Acidity matters too. Phthalates like DEP and DBP degrade more than 20% through hydrolysis under acidic and high-temperature conditions. Liquids with a pH of 3 or below (think lemon juice, vinegar, or carbonated drinks) pull chemicals from plastic faster than neutral liquids. The longer food or liquid stays in contact with plastic, the more chemicals accumulate, making storage duration a third important factor.
The Recycling Problem
Recycled plastics can contain chemicals that have been banned for decades. When old electronics, toys, and packaging enter the recycling stream, the chemicals they contain get blended into new products. Researchers have found legacy flame retardants, plasticizers, and biocides in recycled consumer goods purchased at retail stores in the U.S., including paper products, children’s toys, and food contact materials.
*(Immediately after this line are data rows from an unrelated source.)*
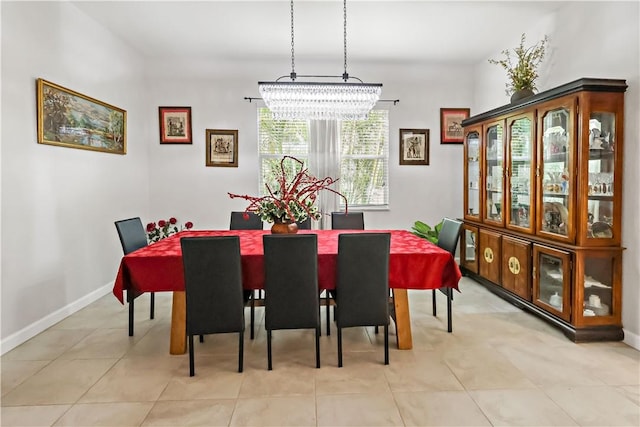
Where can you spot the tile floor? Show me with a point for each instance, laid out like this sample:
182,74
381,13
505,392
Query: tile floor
500,366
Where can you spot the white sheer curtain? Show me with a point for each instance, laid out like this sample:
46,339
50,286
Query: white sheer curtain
324,160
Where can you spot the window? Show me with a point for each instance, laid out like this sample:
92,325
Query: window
364,153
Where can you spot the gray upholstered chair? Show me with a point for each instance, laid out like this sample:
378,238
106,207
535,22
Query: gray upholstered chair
133,237
291,285
363,284
213,289
447,240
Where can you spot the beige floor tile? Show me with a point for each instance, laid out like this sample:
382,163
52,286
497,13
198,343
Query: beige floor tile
443,408
283,381
101,344
482,368
372,409
62,381
191,413
140,379
596,406
106,414
15,372
214,379
275,411
520,408
22,416
48,345
353,378
424,372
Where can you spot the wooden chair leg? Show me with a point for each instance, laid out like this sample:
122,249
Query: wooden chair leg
241,352
192,370
433,298
318,347
386,344
449,317
131,299
269,366
152,305
339,347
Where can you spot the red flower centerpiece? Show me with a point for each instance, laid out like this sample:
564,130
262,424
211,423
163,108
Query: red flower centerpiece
165,228
294,199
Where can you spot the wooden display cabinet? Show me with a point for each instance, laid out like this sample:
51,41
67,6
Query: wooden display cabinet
543,185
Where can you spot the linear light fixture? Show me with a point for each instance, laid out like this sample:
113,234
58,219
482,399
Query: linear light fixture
296,100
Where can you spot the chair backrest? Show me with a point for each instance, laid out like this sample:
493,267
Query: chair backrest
304,225
238,221
449,235
213,284
362,296
348,221
132,234
291,281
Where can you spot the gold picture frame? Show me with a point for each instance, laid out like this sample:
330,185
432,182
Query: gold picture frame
222,147
67,118
414,146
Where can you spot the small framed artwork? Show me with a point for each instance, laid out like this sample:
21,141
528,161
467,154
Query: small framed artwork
70,119
175,125
414,146
222,148
451,131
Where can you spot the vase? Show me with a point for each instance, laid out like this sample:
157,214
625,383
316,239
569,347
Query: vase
521,94
286,227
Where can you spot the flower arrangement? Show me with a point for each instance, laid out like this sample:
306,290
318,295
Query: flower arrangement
165,228
522,74
294,199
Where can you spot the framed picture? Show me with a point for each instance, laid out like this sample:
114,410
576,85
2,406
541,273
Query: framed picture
175,125
451,131
69,119
414,146
222,148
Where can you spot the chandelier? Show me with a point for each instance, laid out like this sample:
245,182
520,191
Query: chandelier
294,100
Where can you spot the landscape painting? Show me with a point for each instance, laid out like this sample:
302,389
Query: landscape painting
70,119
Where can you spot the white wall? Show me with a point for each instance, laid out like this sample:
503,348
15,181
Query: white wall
592,39
59,246
183,187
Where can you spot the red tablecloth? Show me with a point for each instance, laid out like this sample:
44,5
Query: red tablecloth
414,263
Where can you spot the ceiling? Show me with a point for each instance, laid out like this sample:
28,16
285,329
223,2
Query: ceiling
449,32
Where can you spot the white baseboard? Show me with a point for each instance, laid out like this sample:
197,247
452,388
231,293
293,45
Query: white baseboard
631,339
17,338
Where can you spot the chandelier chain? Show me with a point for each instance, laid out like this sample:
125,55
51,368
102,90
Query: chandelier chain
345,38
293,62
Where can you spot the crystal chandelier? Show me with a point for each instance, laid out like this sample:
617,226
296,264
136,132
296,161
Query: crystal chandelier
292,100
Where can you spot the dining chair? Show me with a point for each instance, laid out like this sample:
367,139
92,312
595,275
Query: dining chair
363,284
341,221
291,286
348,221
248,221
133,237
447,240
213,289
245,221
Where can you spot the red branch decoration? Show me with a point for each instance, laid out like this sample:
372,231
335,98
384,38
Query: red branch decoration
292,201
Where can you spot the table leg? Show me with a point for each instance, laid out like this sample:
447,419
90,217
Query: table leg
178,344
403,321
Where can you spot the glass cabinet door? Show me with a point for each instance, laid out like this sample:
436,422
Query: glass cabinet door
472,175
494,171
552,280
600,182
519,171
556,174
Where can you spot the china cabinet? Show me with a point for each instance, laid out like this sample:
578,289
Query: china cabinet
543,207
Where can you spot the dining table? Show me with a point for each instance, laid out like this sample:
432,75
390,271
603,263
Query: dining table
414,263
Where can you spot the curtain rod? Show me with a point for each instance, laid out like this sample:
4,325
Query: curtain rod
395,101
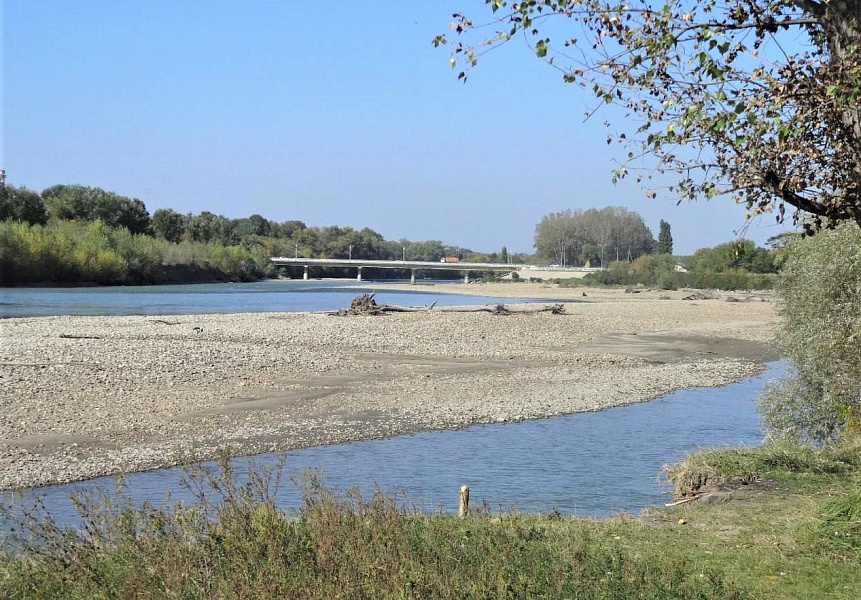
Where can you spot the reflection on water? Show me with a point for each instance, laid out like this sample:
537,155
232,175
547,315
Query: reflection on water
207,298
587,464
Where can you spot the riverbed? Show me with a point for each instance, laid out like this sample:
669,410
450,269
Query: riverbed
587,464
86,396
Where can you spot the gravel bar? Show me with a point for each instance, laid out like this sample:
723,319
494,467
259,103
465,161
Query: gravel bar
83,397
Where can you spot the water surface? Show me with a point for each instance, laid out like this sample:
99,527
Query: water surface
586,464
207,298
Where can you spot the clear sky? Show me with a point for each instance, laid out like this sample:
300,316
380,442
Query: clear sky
333,113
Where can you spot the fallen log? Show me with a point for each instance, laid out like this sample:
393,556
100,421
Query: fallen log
366,305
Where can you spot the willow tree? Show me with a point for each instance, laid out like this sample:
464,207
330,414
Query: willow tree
755,100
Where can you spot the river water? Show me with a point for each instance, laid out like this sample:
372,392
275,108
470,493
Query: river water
207,298
587,464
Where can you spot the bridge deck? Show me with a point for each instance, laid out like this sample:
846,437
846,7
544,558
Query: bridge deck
394,264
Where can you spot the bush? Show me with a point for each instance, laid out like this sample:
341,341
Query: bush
820,309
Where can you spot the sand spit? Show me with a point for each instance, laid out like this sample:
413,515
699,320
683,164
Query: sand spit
82,397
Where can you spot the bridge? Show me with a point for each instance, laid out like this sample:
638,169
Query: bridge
412,265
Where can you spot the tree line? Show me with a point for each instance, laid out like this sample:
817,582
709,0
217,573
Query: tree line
79,234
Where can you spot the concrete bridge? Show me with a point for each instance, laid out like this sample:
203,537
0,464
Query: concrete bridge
412,265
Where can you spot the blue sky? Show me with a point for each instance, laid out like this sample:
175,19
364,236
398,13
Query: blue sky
334,113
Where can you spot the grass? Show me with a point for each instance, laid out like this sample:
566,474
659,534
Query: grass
801,538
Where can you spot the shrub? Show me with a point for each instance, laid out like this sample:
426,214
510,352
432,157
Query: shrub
820,309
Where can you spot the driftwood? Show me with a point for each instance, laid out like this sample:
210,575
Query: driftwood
366,305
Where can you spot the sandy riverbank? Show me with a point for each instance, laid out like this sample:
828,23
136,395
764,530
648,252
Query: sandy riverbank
88,396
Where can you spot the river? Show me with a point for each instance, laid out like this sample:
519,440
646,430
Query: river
207,298
586,464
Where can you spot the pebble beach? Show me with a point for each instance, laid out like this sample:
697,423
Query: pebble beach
83,397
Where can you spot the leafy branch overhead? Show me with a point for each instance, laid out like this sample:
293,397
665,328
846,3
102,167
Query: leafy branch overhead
757,100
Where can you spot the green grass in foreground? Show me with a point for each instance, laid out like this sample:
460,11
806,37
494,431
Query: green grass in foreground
800,538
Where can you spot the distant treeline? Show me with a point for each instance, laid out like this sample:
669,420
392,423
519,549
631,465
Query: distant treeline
72,234
731,266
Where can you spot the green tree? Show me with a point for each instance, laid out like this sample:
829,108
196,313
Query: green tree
751,99
665,239
94,204
23,205
168,224
819,307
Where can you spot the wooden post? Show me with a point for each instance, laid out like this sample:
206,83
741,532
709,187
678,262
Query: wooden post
463,501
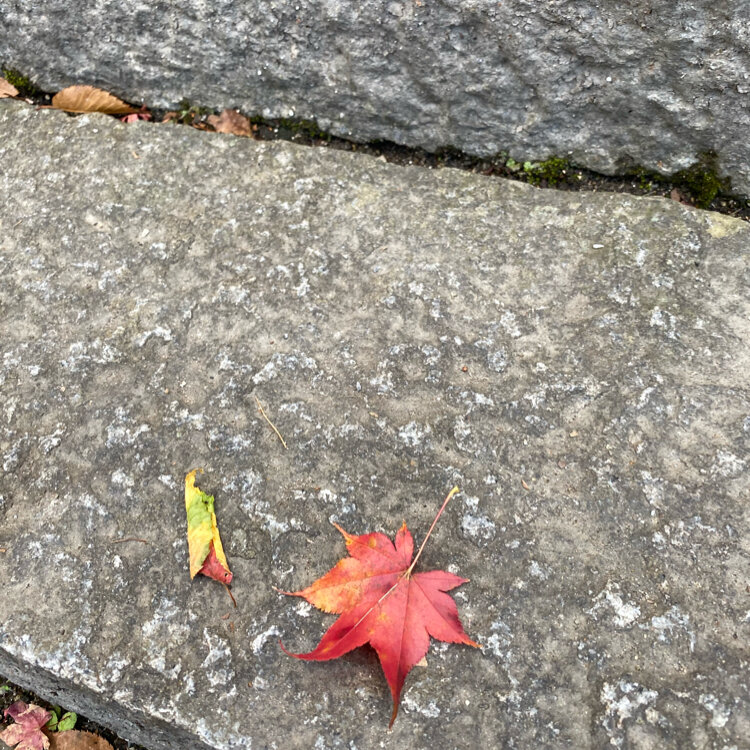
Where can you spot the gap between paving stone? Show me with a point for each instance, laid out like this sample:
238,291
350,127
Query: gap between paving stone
578,364
557,173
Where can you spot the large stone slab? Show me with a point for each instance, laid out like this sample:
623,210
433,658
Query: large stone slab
610,84
577,364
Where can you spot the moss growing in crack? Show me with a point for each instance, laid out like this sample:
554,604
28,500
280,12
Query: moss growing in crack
551,171
188,113
23,83
702,180
307,128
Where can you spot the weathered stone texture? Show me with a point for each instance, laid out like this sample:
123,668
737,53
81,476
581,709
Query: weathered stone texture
653,83
578,364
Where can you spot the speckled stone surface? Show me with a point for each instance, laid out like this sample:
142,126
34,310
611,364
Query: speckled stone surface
648,82
577,364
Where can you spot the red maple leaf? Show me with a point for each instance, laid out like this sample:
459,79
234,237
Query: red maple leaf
26,733
384,603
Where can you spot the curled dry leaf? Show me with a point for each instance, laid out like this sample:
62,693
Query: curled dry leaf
7,89
84,99
230,121
75,740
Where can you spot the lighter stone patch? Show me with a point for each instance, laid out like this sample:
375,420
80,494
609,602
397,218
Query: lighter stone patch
508,322
49,442
625,614
670,622
413,434
475,525
260,640
157,332
726,464
431,710
621,701
719,713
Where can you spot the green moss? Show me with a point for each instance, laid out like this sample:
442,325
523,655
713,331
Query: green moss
21,82
702,180
307,128
188,113
700,183
552,170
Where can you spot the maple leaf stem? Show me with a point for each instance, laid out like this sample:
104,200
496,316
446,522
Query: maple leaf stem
439,513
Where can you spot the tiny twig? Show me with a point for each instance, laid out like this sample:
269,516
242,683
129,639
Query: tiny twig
440,513
273,426
130,539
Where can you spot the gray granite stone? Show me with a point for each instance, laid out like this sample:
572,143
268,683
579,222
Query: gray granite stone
607,83
577,364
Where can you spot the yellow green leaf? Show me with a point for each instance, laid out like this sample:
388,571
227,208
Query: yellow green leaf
204,544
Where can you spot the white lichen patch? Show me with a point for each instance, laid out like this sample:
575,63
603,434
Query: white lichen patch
48,443
430,711
260,640
475,525
414,434
625,613
726,464
720,714
158,332
621,702
122,431
670,625
293,362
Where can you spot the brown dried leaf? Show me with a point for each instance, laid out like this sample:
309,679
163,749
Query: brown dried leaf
7,89
75,740
84,99
230,121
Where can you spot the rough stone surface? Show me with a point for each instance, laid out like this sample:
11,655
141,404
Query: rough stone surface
577,364
609,83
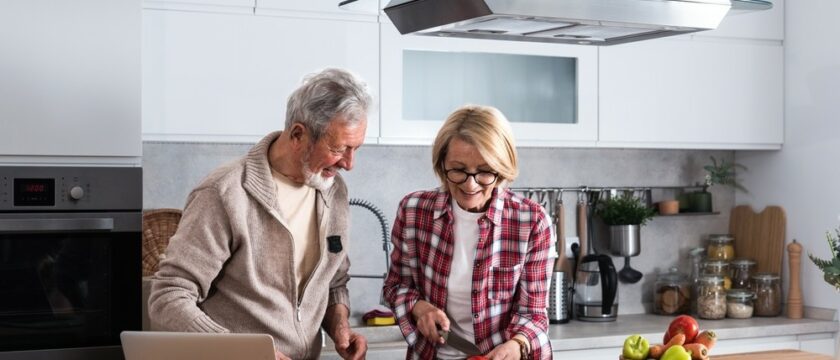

This creates a paradox: recycling reduces plastic waste, but it also circulates toxic chemicals that would otherwise exit use. A product made from recycled plastic may contain a more complex chemical cocktail than one made from virgin material, because it carries the additive history of multiple previous products mixed together. There is currently no standardized screening that catches all of these legacy contaminants before recycled plastic becomes a new consumer product.
Microplastics as Chemical Carriers
As plastic breaks down into tiny fragments, those microplastics don’t just carry their original additives. They also absorb pollutants from the surrounding environment. The more weathered and aged a piece of plastic becomes, the more its surface area increases and the more contaminants it can pick up. Hydrophobic pollutants (those that repel water) are especially attracted to plastic surfaces, concentrating on microplastic particles at levels far higher than in the surrounding water or soil.
PFAS molecules, pesticides, and other persistent organic pollutants all adsorb onto microplastic surfaces through these mechanisms. When you ingest microplastics through food, water, or even breathing, you’re potentially taking in a concentrated package of both the plastic’s original chemicals and whatever environmental contaminants hitched a ride.